CARA: My inner monologue changed tremendously over a few years in therapy. In the beginning, I had such a harsh inner critic—always pushing myself to do more. Between radical acceptance and compassion, I got to a place of deep care and kindness for myself and others. We’re all doing the best we can in every moment. Shit happens—we can’t control everything. What is the grace we can offer ourselves and others? I believe another world is possible—both inside ourselves and outside.

What was the hardest part of writing this book? 

CARA: The hardest part of writing this book was trusting the process. It’s long. It’s lonely. Yet I found everything I needed inside of me and from loved ones and the comics community. It just wasn’t always on the timeline I “expected”—it was on the timeline I didn’t know I needed. Trusting that is challenging.

You have a distinctive drawing style—how do you describe your own style and what do you like about your own drawings? 

CARA: I’d describe my drawing style as simple clean line drawings. Two things come to mind when I think about what I love about my drawings: they feel like a gift of time and play and wonder for myself; and I love that my style continues to evolve—just as I as a human continue to evolve.

$$ Opportunities for artists $$

• A huge and prestigious prize for people working on graphic nonfiction books is open for applications: The Whitting Creative Nonfiction Grant is $40,000 to work on a “book-length work of deeply researched and imaginatively composed nonfiction for a general adult readership.” Tantalizing. 

• Solstice Magazine is offering a $500 award and print publication for a new piece of graphic fiction of nonfiction.
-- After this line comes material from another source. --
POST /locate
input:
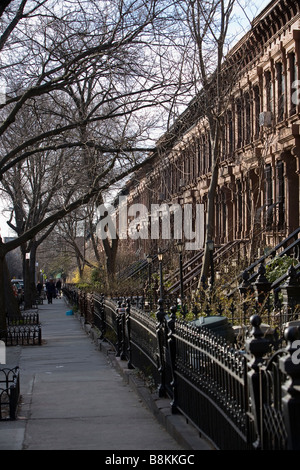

If you’ve got a 1-6 page comic, consider submitting it before June 1!

• Want to make a zine about disability justice? Wild Ramp publishing is offering four $250 micro-grants to creators who want to make disability-focused zines. Applications due April 18.

• Ignatz Award submissions are now open! The Ignatz Awards are the biggest small-press award for comics in the United States. Winners receive a literal brick. It’s totally okay to submit self-published work!